The FAA must approve any lease between Greenville and L-3.

“We’ve been working with the FAA from the beginning so that we understand what their requirements are for this particular airport,” Ray said. “No two airports are the same in the laws they have to follow.”

Ray said that laws and regulations have changed since the most recent L-3 lease was approved in the 70s.

The Greenville City Council has not yet voted on a contract with L-3 and, since the two parties agreed to a non-disclosure agreement during the negotiation process earlier this year, it is unknown when a new contract will be presented to the council. But, regardless of whether there is an increase in L-3’s rent, that money will be earmarked for the airport fund only.

The airport fund is one of the city’s enterprise funds, which means that it is financed and operated in a manner similar to private business enterprises, where the cost of providing the service be primarily covered through user charges. According to City Manager Massoud Ebrahim, the Airport Fund currently has a negative fund balance of due to legal fees the city paid out of that account.

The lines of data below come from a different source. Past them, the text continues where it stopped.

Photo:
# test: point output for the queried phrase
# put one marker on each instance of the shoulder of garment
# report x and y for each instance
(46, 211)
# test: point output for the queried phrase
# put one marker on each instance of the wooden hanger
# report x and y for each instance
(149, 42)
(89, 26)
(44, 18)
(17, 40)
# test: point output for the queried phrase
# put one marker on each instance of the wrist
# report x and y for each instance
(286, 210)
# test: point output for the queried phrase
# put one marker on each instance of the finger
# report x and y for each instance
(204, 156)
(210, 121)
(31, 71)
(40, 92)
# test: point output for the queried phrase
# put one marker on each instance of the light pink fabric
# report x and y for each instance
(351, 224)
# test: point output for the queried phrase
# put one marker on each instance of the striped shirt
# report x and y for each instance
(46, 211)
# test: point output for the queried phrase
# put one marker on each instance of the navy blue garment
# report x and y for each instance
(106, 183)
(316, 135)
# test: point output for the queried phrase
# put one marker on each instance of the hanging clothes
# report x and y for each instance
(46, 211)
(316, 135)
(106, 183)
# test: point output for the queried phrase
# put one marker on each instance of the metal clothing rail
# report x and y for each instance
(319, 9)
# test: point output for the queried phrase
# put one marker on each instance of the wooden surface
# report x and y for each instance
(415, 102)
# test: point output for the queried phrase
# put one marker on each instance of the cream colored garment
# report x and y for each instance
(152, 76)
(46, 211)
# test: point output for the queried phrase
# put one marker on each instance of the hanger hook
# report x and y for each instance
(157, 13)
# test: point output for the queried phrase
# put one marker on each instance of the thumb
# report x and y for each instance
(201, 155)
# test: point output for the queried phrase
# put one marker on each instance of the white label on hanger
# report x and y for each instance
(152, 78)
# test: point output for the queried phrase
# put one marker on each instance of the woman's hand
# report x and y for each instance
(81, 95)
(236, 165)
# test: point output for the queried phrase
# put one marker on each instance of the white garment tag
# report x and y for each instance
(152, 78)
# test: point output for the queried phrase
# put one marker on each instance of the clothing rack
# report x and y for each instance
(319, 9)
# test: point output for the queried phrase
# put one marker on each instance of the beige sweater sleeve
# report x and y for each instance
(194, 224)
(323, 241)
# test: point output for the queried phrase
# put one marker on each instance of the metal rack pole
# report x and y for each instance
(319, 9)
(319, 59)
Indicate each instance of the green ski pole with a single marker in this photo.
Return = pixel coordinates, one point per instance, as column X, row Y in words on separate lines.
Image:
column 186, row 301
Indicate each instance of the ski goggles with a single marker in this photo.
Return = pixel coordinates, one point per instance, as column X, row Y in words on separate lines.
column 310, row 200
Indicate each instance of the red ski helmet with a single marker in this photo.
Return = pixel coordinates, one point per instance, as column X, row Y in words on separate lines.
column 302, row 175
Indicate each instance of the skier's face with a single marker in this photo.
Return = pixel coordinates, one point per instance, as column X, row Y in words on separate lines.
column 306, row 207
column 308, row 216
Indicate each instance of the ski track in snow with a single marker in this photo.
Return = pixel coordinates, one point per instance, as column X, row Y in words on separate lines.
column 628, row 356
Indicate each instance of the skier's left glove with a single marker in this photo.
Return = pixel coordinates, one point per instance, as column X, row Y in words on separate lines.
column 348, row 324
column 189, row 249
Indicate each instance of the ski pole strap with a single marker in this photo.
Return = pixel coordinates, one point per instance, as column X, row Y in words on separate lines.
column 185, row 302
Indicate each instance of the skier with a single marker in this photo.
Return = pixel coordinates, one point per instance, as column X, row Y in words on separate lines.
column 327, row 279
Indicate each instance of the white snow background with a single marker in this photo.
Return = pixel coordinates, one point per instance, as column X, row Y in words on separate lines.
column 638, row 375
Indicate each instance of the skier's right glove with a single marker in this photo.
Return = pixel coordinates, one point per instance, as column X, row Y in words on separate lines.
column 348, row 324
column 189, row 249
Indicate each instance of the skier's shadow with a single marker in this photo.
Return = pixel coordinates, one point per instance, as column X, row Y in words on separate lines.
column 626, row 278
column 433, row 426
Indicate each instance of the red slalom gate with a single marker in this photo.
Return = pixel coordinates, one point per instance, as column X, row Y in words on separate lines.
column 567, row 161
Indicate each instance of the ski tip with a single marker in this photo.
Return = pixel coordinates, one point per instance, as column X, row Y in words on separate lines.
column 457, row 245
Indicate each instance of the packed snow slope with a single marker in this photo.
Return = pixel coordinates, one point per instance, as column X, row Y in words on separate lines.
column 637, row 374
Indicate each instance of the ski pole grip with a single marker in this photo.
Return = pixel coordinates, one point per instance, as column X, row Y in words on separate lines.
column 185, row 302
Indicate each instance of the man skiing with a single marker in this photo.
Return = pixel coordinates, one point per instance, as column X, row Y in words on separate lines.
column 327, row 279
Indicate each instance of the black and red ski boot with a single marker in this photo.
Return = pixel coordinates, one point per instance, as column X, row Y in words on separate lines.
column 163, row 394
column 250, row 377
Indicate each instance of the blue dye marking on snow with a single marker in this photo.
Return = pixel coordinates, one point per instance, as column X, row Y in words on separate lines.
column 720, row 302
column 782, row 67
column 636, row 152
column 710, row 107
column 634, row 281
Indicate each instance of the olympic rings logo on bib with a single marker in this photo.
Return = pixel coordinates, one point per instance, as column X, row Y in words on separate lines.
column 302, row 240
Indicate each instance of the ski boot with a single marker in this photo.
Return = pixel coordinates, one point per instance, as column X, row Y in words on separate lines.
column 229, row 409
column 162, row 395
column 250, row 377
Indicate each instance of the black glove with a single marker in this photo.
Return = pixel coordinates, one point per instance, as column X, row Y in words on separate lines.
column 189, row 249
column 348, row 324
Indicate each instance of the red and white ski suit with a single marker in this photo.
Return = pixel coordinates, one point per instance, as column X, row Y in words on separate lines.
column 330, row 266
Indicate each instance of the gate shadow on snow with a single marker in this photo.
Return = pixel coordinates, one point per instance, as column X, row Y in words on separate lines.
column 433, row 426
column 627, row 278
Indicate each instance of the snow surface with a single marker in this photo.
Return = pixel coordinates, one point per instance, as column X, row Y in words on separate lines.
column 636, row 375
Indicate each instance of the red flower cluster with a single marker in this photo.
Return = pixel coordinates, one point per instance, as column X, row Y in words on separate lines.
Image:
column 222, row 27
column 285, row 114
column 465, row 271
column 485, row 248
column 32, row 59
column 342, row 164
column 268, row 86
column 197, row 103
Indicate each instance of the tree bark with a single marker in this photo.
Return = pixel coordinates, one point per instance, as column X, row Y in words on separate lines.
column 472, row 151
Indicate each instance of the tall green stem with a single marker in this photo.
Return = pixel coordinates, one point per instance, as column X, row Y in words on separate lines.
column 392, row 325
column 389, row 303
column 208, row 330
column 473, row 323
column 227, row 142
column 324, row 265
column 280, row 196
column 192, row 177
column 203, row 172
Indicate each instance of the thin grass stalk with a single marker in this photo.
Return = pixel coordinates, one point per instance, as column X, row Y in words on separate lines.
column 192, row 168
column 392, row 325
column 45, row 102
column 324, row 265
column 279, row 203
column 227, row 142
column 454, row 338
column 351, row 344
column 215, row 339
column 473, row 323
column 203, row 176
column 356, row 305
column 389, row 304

That budget deficit is projected to be $164,143, but on average the airport makes slightly more than it spends. The proposed 2013-14 city budget follows that trend, and Ebrahim indicated that surplus revenues would be used to offset the fund’s deficit.

Money collected from L-3 by the city for their airport release goes directly into the airport fund. If a new lease is passed and the amount of rent paid by L-3 changes, Ebrahim said it is possible for the council to amend the budget after it is approved.